A probability distribution (or density) for a continuous variable \(X\) is a function \(f\) satistying the following:
- \(f(x)\geq 0~~\text{for all}~~x~~\text{in}~~X\).
- The total area under the curve of \(f\) is 1.
- The probability that \(x\) is between two values \(a\) and \(b\), denoted \(P(a\leq x \leq b)\) equals the area under the curve from \(a\) to \(b\).
Normal distribution
This is the most important probability distribution in statistics. It will be widely used in this course.
Probability density function of the normal distribution has this formula:
\[f(x) = \frac{1}{\sigma \sqrt{2\pi}} \text{exp}(- \frac{(x-\mu)^2}{2\sigma^2})\]
\(\mu\) is the mean
\(\sigma\) is the standard deviation
\(\text{exp}(x) = e^{x}\)
Properties of the normal distribution
Symmetric, bell-shape
\(\mu\) and \(\sigma\) define the location and variation
From the center (mean), going two standard deviations each way covers approximately 95% of the distribution
Standard normal distribution
A normal distribution \(N(\mu, \sigma)\) with \(\mu = 0, \sigma = 1\)
Any normal disribution can be transformed into a standard normal distribution \(N(0, 1)\) by substracting the meand and dividing by the standard deviation:
if \(X \sim N(\mu, \sigma)\), then \(Y = \frac{X-\mu}{\sigma} \sim N(0, 1)\).

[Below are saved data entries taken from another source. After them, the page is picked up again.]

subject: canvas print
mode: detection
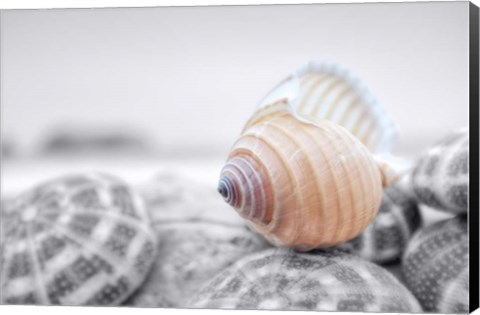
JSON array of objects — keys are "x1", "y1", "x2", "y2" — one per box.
[{"x1": 0, "y1": 1, "x2": 477, "y2": 313}]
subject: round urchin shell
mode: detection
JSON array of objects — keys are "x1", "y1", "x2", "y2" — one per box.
[
  {"x1": 190, "y1": 248, "x2": 422, "y2": 312},
  {"x1": 0, "y1": 173, "x2": 157, "y2": 306},
  {"x1": 402, "y1": 215, "x2": 468, "y2": 313},
  {"x1": 411, "y1": 128, "x2": 469, "y2": 214},
  {"x1": 341, "y1": 176, "x2": 422, "y2": 263}
]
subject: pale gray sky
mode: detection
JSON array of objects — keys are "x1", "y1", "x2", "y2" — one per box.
[{"x1": 1, "y1": 2, "x2": 469, "y2": 158}]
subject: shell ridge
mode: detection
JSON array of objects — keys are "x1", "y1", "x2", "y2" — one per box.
[
  {"x1": 299, "y1": 120, "x2": 368, "y2": 246},
  {"x1": 235, "y1": 155, "x2": 267, "y2": 222},
  {"x1": 227, "y1": 158, "x2": 257, "y2": 219},
  {"x1": 349, "y1": 141, "x2": 379, "y2": 239},
  {"x1": 290, "y1": 121, "x2": 370, "y2": 244},
  {"x1": 264, "y1": 119, "x2": 321, "y2": 247},
  {"x1": 294, "y1": 124, "x2": 329, "y2": 245},
  {"x1": 239, "y1": 134, "x2": 293, "y2": 229},
  {"x1": 226, "y1": 141, "x2": 278, "y2": 231},
  {"x1": 255, "y1": 121, "x2": 305, "y2": 245},
  {"x1": 327, "y1": 129, "x2": 360, "y2": 243},
  {"x1": 359, "y1": 150, "x2": 384, "y2": 229},
  {"x1": 222, "y1": 166, "x2": 249, "y2": 215}
]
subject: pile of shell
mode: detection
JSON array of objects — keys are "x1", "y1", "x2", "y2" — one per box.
[
  {"x1": 402, "y1": 128, "x2": 469, "y2": 313},
  {"x1": 0, "y1": 129, "x2": 469, "y2": 311},
  {"x1": 0, "y1": 62, "x2": 470, "y2": 313}
]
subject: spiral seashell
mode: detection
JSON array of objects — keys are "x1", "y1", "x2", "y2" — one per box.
[
  {"x1": 125, "y1": 173, "x2": 268, "y2": 308},
  {"x1": 0, "y1": 173, "x2": 157, "y2": 305},
  {"x1": 411, "y1": 128, "x2": 469, "y2": 213},
  {"x1": 402, "y1": 215, "x2": 468, "y2": 313},
  {"x1": 191, "y1": 248, "x2": 421, "y2": 312},
  {"x1": 218, "y1": 62, "x2": 399, "y2": 250},
  {"x1": 340, "y1": 175, "x2": 422, "y2": 263}
]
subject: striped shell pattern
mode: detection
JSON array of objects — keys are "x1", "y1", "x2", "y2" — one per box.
[
  {"x1": 191, "y1": 248, "x2": 421, "y2": 312},
  {"x1": 218, "y1": 61, "x2": 399, "y2": 250},
  {"x1": 412, "y1": 128, "x2": 469, "y2": 213},
  {"x1": 0, "y1": 173, "x2": 157, "y2": 305},
  {"x1": 125, "y1": 173, "x2": 268, "y2": 308},
  {"x1": 402, "y1": 215, "x2": 469, "y2": 313},
  {"x1": 258, "y1": 61, "x2": 397, "y2": 153},
  {"x1": 341, "y1": 176, "x2": 422, "y2": 263}
]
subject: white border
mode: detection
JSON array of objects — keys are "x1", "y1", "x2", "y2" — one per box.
[
  {"x1": 0, "y1": 1, "x2": 477, "y2": 315},
  {"x1": 0, "y1": 0, "x2": 473, "y2": 10}
]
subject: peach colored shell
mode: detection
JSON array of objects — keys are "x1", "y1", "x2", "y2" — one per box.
[{"x1": 218, "y1": 61, "x2": 399, "y2": 250}]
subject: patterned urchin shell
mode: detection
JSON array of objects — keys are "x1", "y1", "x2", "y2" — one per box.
[
  {"x1": 0, "y1": 173, "x2": 157, "y2": 306},
  {"x1": 411, "y1": 128, "x2": 469, "y2": 214},
  {"x1": 402, "y1": 215, "x2": 468, "y2": 313},
  {"x1": 340, "y1": 176, "x2": 422, "y2": 264},
  {"x1": 190, "y1": 248, "x2": 421, "y2": 312},
  {"x1": 125, "y1": 221, "x2": 268, "y2": 308}
]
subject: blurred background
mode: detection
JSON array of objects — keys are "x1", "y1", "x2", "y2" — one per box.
[{"x1": 1, "y1": 2, "x2": 469, "y2": 198}]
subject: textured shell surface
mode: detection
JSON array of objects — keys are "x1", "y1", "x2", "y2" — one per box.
[
  {"x1": 402, "y1": 215, "x2": 468, "y2": 313},
  {"x1": 191, "y1": 247, "x2": 422, "y2": 312},
  {"x1": 0, "y1": 173, "x2": 157, "y2": 306},
  {"x1": 411, "y1": 128, "x2": 469, "y2": 214},
  {"x1": 126, "y1": 222, "x2": 268, "y2": 308},
  {"x1": 218, "y1": 61, "x2": 401, "y2": 250},
  {"x1": 340, "y1": 176, "x2": 422, "y2": 264},
  {"x1": 125, "y1": 172, "x2": 269, "y2": 308}
]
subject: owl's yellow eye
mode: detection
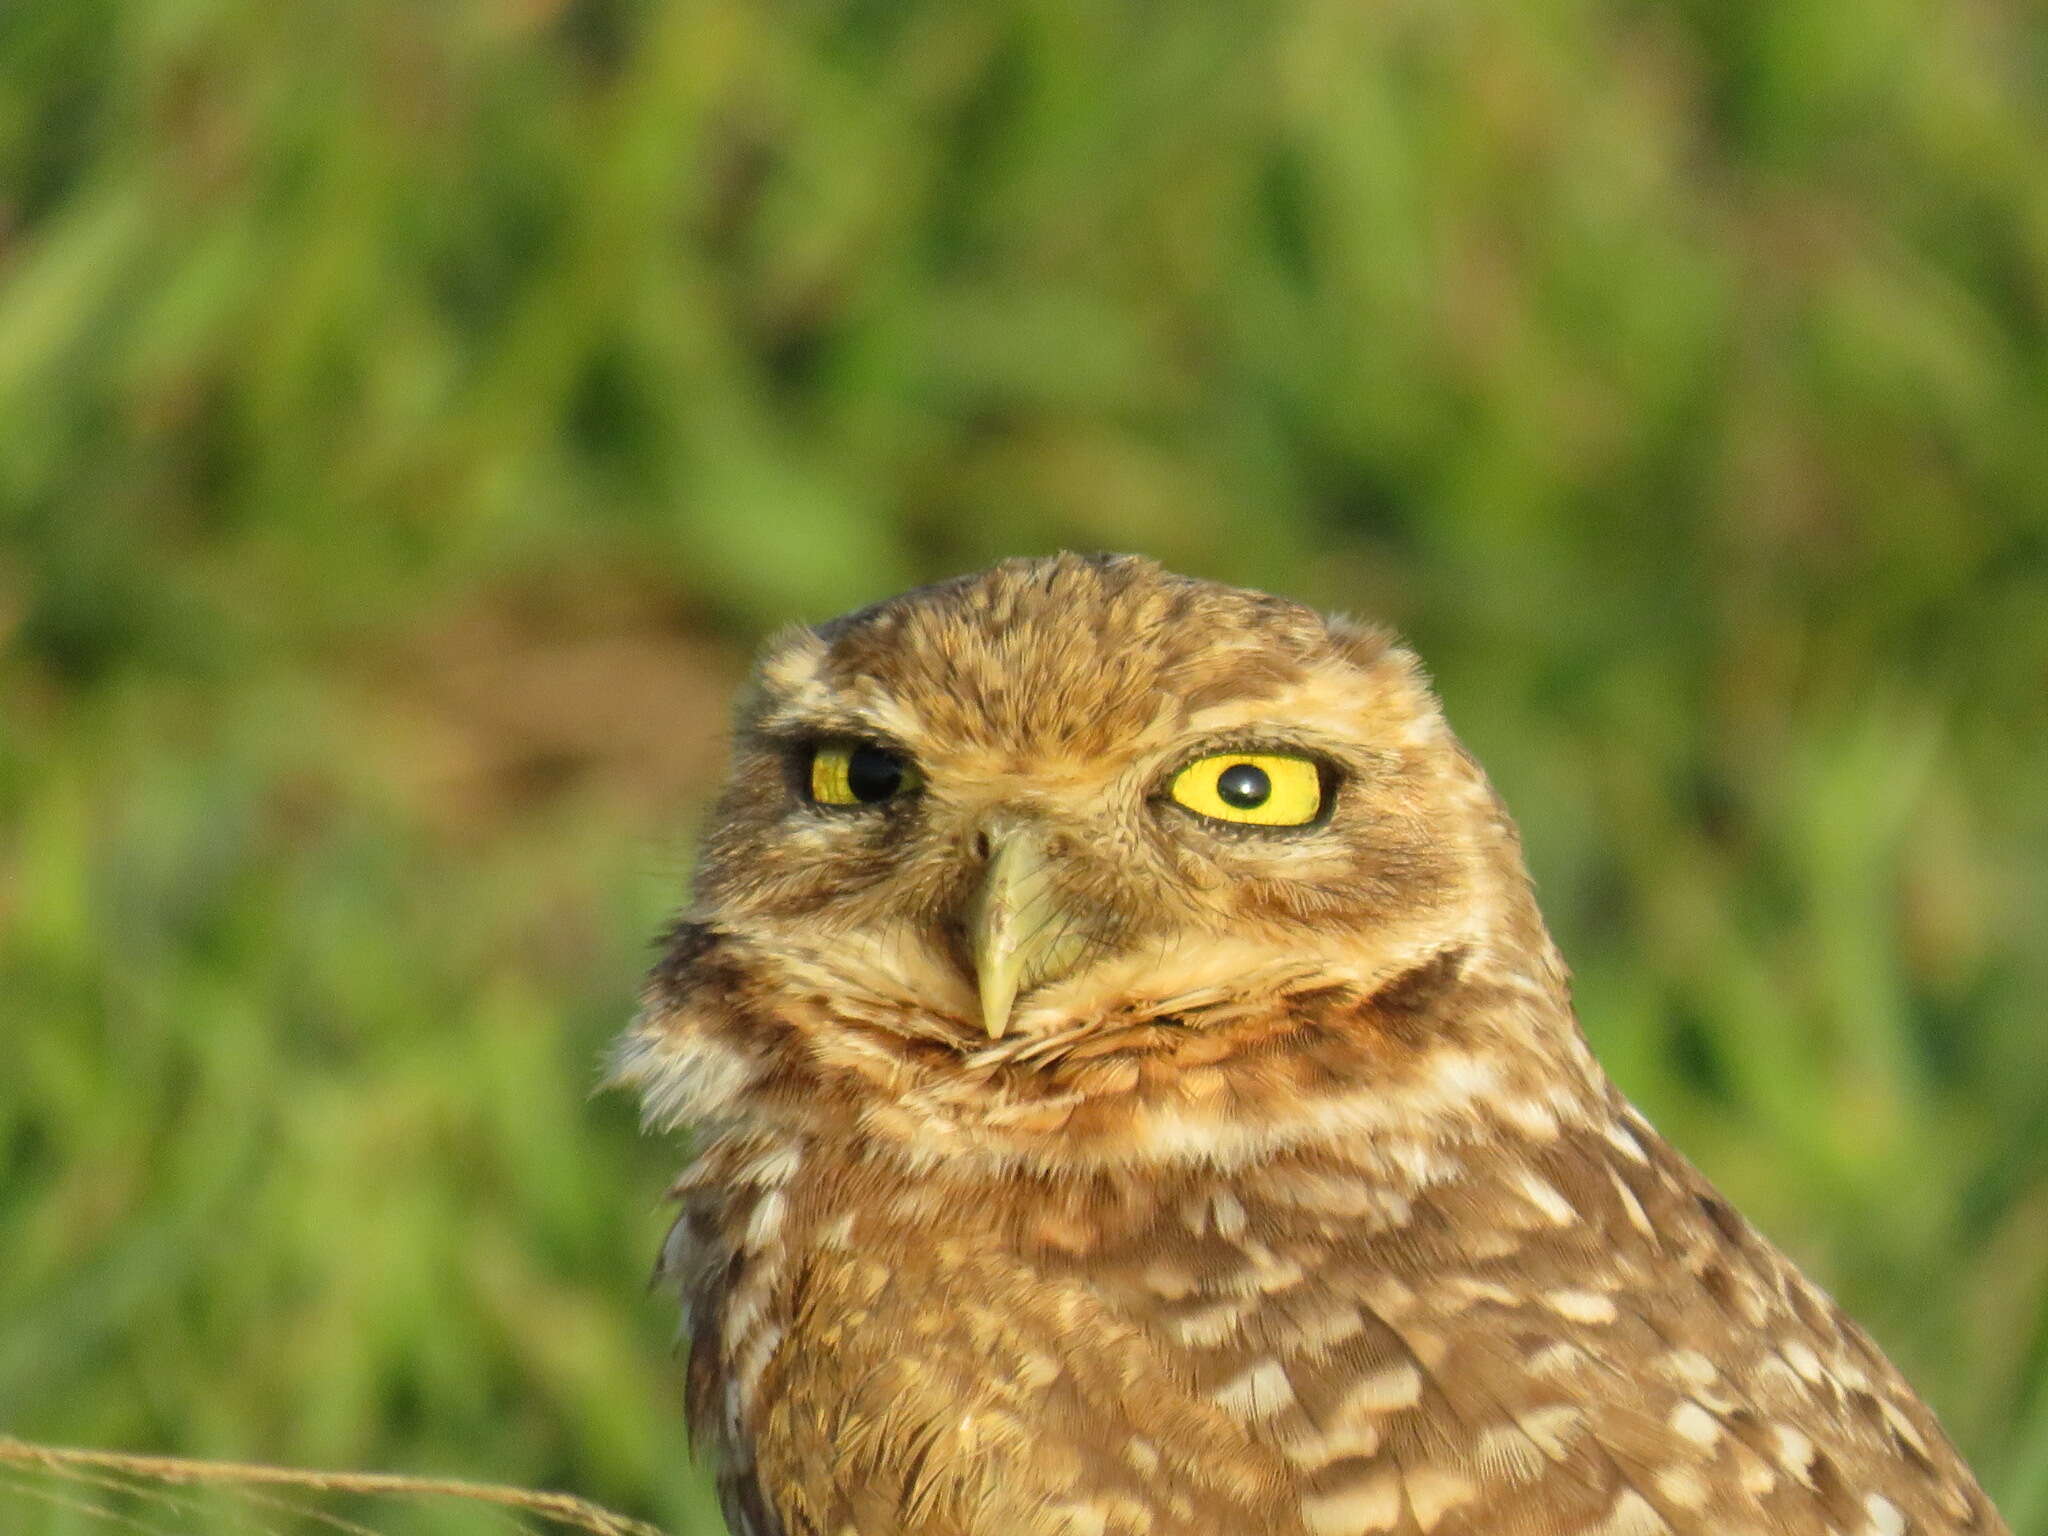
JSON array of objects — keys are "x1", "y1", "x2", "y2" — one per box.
[
  {"x1": 809, "y1": 743, "x2": 919, "y2": 806},
  {"x1": 1169, "y1": 753, "x2": 1324, "y2": 826}
]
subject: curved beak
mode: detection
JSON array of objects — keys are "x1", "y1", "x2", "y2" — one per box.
[{"x1": 964, "y1": 823, "x2": 1095, "y2": 1038}]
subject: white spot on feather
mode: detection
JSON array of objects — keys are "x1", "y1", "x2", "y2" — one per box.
[
  {"x1": 1609, "y1": 1168, "x2": 1654, "y2": 1236},
  {"x1": 1603, "y1": 1119, "x2": 1652, "y2": 1164},
  {"x1": 1402, "y1": 1467, "x2": 1476, "y2": 1531},
  {"x1": 1774, "y1": 1423, "x2": 1819, "y2": 1485},
  {"x1": 1472, "y1": 1422, "x2": 1547, "y2": 1482},
  {"x1": 1171, "y1": 1299, "x2": 1249, "y2": 1348},
  {"x1": 1544, "y1": 1288, "x2": 1618, "y2": 1324},
  {"x1": 1526, "y1": 1341, "x2": 1594, "y2": 1380},
  {"x1": 1663, "y1": 1349, "x2": 1718, "y2": 1386},
  {"x1": 1209, "y1": 1189, "x2": 1249, "y2": 1239},
  {"x1": 1286, "y1": 1300, "x2": 1368, "y2": 1352},
  {"x1": 1781, "y1": 1339, "x2": 1827, "y2": 1384},
  {"x1": 1280, "y1": 1416, "x2": 1384, "y2": 1469},
  {"x1": 1213, "y1": 1358, "x2": 1295, "y2": 1419},
  {"x1": 1513, "y1": 1169, "x2": 1579, "y2": 1226},
  {"x1": 1596, "y1": 1489, "x2": 1672, "y2": 1536},
  {"x1": 1300, "y1": 1472, "x2": 1402, "y2": 1535},
  {"x1": 1655, "y1": 1467, "x2": 1709, "y2": 1511},
  {"x1": 743, "y1": 1190, "x2": 787, "y2": 1252},
  {"x1": 1881, "y1": 1397, "x2": 1934, "y2": 1460},
  {"x1": 1515, "y1": 1404, "x2": 1583, "y2": 1460},
  {"x1": 1863, "y1": 1493, "x2": 1908, "y2": 1536},
  {"x1": 1670, "y1": 1400, "x2": 1721, "y2": 1448},
  {"x1": 1341, "y1": 1361, "x2": 1423, "y2": 1414}
]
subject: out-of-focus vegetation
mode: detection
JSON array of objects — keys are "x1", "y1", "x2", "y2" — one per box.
[{"x1": 1, "y1": 0, "x2": 2045, "y2": 1530}]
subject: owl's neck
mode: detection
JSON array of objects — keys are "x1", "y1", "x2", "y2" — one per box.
[{"x1": 616, "y1": 922, "x2": 1608, "y2": 1187}]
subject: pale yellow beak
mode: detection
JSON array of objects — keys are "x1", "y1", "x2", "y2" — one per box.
[{"x1": 965, "y1": 823, "x2": 1095, "y2": 1038}]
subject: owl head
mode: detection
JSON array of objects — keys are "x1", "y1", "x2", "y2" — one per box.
[{"x1": 620, "y1": 554, "x2": 1588, "y2": 1169}]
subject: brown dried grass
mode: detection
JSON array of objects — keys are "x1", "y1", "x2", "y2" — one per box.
[{"x1": 0, "y1": 1437, "x2": 672, "y2": 1536}]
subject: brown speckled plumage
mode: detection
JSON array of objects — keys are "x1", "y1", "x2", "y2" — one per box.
[{"x1": 613, "y1": 554, "x2": 2004, "y2": 1536}]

Standard normal distribution probabilities are commonly presented in tables, so people can check them easily. But in this course we will learn how to compute them with R.
This figure shows the birthweight of 189 newborns
Estimates of \(\mu\) and \(\sigma\) are, respectively, 2945g and 729g.
How can we compute the proportion of weights larger than 4000g?
We can either compute it directly in R as we will see in the R lab, or we can use the normal tables as follows:
\[ P(Y>4000) = 1- P(X \leq 4000) = 1 - P(\frac{X-2945}{729} \leq 1.45) \]
As the variable \(\frac{X-2945}{729}\) is distributed according to the standard normal distribution, the probability \(P(\frac{X-2945}{729} \leq 1.45)\) can be found in the tables, see Aalen p.328.
\[ \begin{aligned} P(Y>4000) & = 1- P(X \leq 4000) = 1 - P(\frac{X-2945}{729} \leq 1.45)\\ & = 1 - 0.9265 = 0.0735 \end{aligned} \]
Normal approximation to the binomial distribution
Recall the binomial distribution,
\[P(X = x) = \binom nx p^x (1-p)^{n-x}\]
where \(\binom nx = \frac{n!}{x!(n-x)!}\), and \(\binom n 0 = 1\)
For large \(n\), the binomial distribution can be approximated by the normal distribution.
To approximate a binomial distribution we use a normal distribution with:
\(\mu = np\)
\(\sigma = \sqrt{np(1-p)}\)
\(n=20\), \(p=0.514\)
\(\mu=np=20 \cdot 0.514 = 10.28\)
\(\sigma = \sqrt{np(1-p)} = \sqrt{20 \cdot 0.514 \cdot 0.486} = 2.24\)
\(N(10.28,2.24)\)
Rule of thumb:
\(Binom(n, p) \rightarrow N(\mu, \sigma)\quad \text{for} \quad n \rightarrow \infty\) if \(np \geq 5\) and \(n(1-p) \geq 5\)
Central limit theorem CLT
CLT in simple words: the distribution of sample mean will be nearly normal regardless of what distribution the variable in the population is, as long as the sample size is large enough.